I'm not sure why this is happening, if the PC is on and not locked and is being used, I don't have any network issues, its just when I seem to lock it and come back to it later.

Is there some setting that I can change so it doesn't do this?

Many thanks,

Craig


----------



## djaburg (May 15, 2008)

The NIC is probably being turned off the "conserve power" in your power settings. I'd verify this by NOT allowing the computer to turn off the NIC or to go to standby mode. That would let you know if that was causing it.


----------



## craigs85 (Sep 9, 2007)

Thanks for the quick reply.
I have checked my power options and mine is set to the default balanced.

In there, the only network option is the Wireless Adapter Settings, but I no longer use a wireless adapter.

I can't see one for NIC???


----------



## craigs85 (Sep 9, 2007)

Sorry to bump this up, but if anyone could help, I would really appreciate it. I'm still struggling.

I have been though the power options and there wasn't one for NIC.
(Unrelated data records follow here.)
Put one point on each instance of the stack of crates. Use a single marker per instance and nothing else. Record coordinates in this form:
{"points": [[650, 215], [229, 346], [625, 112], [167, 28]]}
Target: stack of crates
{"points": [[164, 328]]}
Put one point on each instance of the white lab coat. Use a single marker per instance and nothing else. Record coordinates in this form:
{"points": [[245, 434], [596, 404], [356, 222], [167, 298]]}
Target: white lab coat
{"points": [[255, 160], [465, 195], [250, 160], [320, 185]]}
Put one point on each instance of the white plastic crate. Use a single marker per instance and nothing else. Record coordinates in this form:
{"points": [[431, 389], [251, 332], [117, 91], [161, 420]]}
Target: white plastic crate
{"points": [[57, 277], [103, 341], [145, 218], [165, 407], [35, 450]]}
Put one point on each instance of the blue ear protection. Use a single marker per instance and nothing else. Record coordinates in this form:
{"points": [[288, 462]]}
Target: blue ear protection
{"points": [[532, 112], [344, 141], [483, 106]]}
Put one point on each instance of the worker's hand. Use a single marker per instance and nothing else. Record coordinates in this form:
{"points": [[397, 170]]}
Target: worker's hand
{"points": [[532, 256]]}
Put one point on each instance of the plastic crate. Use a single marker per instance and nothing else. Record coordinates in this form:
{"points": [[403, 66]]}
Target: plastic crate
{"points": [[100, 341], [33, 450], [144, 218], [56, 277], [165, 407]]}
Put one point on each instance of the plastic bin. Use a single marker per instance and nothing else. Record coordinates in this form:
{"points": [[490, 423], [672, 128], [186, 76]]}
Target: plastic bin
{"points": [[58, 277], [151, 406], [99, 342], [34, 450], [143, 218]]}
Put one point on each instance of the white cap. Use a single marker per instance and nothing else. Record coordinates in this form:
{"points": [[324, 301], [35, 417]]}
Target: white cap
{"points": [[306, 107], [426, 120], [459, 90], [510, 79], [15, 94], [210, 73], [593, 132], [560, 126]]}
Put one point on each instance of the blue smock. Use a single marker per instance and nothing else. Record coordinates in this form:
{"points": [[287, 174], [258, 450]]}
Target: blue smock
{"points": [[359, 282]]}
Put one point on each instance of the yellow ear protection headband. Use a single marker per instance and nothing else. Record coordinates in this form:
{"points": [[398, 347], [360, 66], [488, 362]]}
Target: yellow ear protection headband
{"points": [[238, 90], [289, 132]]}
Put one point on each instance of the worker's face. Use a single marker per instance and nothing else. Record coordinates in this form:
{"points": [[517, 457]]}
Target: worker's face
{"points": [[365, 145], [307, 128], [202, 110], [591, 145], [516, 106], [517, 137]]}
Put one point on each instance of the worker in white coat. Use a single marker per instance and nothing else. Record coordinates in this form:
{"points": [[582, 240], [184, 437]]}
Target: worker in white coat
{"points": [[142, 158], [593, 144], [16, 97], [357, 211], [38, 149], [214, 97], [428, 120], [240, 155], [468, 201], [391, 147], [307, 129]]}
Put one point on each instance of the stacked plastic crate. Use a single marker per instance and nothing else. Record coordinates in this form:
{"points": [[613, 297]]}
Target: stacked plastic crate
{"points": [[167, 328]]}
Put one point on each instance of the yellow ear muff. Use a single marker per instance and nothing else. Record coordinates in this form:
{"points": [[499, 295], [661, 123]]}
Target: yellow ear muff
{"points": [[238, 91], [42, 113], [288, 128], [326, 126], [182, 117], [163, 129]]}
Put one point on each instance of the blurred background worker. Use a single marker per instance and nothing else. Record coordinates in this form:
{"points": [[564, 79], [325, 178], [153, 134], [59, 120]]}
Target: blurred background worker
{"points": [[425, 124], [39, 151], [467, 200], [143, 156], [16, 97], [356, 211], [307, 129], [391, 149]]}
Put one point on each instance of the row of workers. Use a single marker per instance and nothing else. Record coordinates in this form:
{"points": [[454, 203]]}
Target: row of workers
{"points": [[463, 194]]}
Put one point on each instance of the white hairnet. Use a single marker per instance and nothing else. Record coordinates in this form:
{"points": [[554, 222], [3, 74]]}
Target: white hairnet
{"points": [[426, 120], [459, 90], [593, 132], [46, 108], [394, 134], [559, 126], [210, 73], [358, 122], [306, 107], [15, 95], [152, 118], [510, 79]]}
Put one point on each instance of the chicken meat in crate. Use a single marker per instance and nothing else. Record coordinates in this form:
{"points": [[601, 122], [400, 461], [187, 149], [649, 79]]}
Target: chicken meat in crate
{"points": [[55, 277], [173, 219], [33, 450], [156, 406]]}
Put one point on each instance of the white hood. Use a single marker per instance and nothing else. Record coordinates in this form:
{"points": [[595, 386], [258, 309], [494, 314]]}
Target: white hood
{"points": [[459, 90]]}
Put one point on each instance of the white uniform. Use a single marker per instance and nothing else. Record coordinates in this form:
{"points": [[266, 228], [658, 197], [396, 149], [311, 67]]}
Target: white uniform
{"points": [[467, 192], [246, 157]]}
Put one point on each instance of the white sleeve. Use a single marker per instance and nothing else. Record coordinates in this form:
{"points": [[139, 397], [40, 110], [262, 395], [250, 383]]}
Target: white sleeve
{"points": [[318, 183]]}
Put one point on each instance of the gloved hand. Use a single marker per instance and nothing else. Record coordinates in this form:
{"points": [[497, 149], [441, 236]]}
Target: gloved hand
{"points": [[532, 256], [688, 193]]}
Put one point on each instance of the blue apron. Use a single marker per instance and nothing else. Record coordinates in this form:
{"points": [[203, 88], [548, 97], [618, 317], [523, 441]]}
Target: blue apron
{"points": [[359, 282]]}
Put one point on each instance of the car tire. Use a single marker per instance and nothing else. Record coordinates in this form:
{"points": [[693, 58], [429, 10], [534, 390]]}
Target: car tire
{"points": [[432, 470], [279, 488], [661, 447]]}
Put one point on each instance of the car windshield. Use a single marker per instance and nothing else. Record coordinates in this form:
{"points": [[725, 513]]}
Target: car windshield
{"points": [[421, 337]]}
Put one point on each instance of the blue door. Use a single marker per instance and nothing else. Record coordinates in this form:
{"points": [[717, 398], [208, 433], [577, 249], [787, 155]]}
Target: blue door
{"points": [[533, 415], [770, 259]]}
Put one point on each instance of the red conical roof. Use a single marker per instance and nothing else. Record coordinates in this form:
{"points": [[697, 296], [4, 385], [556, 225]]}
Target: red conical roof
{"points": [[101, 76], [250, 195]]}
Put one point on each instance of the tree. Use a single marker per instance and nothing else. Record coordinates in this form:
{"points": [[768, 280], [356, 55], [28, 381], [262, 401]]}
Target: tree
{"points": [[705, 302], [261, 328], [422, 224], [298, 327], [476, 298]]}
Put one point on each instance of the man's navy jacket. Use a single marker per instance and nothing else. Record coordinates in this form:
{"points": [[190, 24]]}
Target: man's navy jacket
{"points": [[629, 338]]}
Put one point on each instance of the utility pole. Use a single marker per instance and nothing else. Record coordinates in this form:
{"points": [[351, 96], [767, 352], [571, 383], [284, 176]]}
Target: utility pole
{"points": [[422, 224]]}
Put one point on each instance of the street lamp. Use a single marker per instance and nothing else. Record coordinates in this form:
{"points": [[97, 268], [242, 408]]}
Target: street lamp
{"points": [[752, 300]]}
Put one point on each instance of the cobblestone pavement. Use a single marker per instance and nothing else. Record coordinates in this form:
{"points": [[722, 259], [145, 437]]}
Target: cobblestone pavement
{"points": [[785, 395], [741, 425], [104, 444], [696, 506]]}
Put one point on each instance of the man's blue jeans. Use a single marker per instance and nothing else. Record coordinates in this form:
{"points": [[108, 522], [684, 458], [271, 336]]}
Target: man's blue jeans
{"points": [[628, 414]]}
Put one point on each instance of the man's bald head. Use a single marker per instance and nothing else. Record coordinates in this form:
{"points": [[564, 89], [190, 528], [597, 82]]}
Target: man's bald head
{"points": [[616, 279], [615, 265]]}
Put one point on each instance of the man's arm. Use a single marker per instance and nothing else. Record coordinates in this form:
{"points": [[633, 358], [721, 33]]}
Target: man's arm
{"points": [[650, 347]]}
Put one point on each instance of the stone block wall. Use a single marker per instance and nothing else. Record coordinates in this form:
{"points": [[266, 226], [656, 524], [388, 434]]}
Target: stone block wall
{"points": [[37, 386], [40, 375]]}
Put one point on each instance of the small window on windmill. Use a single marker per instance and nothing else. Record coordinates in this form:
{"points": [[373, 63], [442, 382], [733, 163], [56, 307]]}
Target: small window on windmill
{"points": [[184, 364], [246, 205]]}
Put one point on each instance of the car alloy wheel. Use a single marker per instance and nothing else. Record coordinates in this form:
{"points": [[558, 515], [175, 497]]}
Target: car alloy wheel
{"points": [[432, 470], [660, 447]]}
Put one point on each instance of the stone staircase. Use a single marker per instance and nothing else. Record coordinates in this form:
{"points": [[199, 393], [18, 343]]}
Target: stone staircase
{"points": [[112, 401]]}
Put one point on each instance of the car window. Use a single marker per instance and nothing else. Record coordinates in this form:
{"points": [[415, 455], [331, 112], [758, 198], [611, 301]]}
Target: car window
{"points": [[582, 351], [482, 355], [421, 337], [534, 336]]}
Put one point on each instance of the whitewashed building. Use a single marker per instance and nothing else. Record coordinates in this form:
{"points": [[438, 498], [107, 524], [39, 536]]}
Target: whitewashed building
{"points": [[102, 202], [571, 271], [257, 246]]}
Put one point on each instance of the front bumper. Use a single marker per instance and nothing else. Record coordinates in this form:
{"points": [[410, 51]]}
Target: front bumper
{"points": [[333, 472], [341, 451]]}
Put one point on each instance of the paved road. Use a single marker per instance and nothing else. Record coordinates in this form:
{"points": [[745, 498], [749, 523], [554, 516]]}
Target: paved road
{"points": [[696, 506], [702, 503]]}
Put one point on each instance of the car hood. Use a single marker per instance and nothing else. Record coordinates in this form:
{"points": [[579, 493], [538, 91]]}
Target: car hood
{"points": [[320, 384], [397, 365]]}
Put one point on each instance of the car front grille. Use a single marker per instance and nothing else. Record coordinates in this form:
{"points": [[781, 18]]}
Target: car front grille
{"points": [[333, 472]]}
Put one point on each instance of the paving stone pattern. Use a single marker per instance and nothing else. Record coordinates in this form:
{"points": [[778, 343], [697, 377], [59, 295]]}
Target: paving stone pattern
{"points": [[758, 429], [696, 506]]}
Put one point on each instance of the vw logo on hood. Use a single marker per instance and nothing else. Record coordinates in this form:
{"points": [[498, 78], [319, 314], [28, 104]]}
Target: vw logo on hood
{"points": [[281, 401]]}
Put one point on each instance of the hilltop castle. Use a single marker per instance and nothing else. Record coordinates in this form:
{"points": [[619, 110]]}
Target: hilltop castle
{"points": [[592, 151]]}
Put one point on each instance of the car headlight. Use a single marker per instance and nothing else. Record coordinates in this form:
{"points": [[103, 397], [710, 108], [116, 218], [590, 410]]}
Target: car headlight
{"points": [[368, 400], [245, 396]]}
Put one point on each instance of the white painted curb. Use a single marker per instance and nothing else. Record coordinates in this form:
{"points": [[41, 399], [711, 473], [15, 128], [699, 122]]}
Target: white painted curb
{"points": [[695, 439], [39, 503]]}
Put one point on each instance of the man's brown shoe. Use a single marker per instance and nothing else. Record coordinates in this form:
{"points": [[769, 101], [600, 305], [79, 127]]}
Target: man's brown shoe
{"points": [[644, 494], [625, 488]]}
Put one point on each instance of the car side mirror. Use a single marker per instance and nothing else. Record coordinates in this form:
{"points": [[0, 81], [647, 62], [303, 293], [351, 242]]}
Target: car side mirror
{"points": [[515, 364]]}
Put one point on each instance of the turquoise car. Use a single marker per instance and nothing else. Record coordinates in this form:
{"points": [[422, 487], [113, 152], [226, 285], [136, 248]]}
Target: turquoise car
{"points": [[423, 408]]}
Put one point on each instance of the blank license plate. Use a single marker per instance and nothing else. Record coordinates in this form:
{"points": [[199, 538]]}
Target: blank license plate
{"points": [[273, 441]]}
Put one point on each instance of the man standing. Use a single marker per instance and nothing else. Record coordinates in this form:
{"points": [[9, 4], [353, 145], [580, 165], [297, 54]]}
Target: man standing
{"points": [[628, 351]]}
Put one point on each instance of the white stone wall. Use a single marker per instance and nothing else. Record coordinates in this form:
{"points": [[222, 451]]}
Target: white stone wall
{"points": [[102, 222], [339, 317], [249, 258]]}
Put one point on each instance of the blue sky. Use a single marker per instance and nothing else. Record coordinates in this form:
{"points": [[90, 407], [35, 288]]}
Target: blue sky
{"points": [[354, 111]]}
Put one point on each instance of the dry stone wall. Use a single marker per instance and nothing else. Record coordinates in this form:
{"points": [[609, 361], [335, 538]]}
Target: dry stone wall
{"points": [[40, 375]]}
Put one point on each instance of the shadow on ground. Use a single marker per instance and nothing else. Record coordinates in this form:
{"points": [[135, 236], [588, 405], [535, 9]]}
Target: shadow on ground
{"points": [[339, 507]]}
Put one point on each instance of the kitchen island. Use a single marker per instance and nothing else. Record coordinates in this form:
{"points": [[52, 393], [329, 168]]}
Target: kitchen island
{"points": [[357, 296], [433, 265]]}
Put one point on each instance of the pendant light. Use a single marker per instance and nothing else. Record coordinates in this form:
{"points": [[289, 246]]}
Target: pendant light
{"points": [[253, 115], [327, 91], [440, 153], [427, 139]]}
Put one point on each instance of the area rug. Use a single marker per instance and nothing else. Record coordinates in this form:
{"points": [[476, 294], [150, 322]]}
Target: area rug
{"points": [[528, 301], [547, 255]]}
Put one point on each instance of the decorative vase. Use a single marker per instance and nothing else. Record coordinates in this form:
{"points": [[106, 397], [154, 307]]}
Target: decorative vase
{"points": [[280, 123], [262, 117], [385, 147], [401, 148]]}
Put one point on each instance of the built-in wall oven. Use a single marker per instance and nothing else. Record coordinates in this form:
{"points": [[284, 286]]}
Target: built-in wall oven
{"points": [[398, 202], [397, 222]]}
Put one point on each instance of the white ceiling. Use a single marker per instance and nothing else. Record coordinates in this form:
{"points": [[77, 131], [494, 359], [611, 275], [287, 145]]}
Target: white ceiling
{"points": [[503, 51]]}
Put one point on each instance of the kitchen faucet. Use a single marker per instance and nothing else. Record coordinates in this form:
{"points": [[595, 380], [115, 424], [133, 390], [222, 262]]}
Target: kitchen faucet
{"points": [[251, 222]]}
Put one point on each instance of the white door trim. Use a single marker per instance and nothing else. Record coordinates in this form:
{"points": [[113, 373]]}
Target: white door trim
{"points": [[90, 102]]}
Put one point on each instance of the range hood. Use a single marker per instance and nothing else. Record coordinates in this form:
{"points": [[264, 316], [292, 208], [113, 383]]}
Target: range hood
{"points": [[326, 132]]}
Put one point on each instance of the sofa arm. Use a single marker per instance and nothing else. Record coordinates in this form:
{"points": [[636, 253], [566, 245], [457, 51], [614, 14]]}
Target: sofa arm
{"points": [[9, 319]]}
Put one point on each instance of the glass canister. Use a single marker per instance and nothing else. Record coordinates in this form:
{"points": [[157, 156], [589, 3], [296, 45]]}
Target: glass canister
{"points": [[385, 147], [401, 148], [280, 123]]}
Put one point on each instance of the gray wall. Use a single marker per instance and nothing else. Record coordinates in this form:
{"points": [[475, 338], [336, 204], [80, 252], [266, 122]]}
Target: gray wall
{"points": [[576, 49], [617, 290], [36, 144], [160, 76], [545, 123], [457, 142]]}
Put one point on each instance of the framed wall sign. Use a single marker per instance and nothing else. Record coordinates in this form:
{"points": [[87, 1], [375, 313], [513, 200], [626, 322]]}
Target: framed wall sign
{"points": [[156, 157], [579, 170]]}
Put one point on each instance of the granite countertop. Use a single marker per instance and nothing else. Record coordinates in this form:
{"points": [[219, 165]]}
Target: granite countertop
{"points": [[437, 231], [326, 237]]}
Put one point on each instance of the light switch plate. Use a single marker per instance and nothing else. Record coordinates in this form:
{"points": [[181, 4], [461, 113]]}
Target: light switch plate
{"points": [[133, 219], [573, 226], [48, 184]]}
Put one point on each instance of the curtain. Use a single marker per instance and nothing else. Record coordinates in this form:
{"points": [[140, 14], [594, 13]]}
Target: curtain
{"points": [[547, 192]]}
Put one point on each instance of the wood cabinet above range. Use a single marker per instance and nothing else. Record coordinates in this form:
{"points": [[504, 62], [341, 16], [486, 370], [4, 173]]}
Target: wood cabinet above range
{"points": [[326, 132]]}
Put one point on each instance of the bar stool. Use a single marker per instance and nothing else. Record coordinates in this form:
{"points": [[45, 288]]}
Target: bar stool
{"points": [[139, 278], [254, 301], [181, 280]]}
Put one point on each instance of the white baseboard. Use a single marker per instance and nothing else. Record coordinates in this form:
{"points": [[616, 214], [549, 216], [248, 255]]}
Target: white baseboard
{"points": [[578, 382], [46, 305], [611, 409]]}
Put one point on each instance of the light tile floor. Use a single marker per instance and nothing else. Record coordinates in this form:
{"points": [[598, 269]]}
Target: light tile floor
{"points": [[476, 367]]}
Can anyone suggest anything?
Many thanks,
Craig


----------



## djaburg (May 15, 2008)

You need to change the power settings of the NIC itself. Go in to your network connection settings, right click on your network adapter, go to properties, click the configure button, power management tab. From there you can change the power setting to NOT allow it to turn off the NIC. The other option is to simply adjust your power settings to have your computer NOT go to standby mode.


----------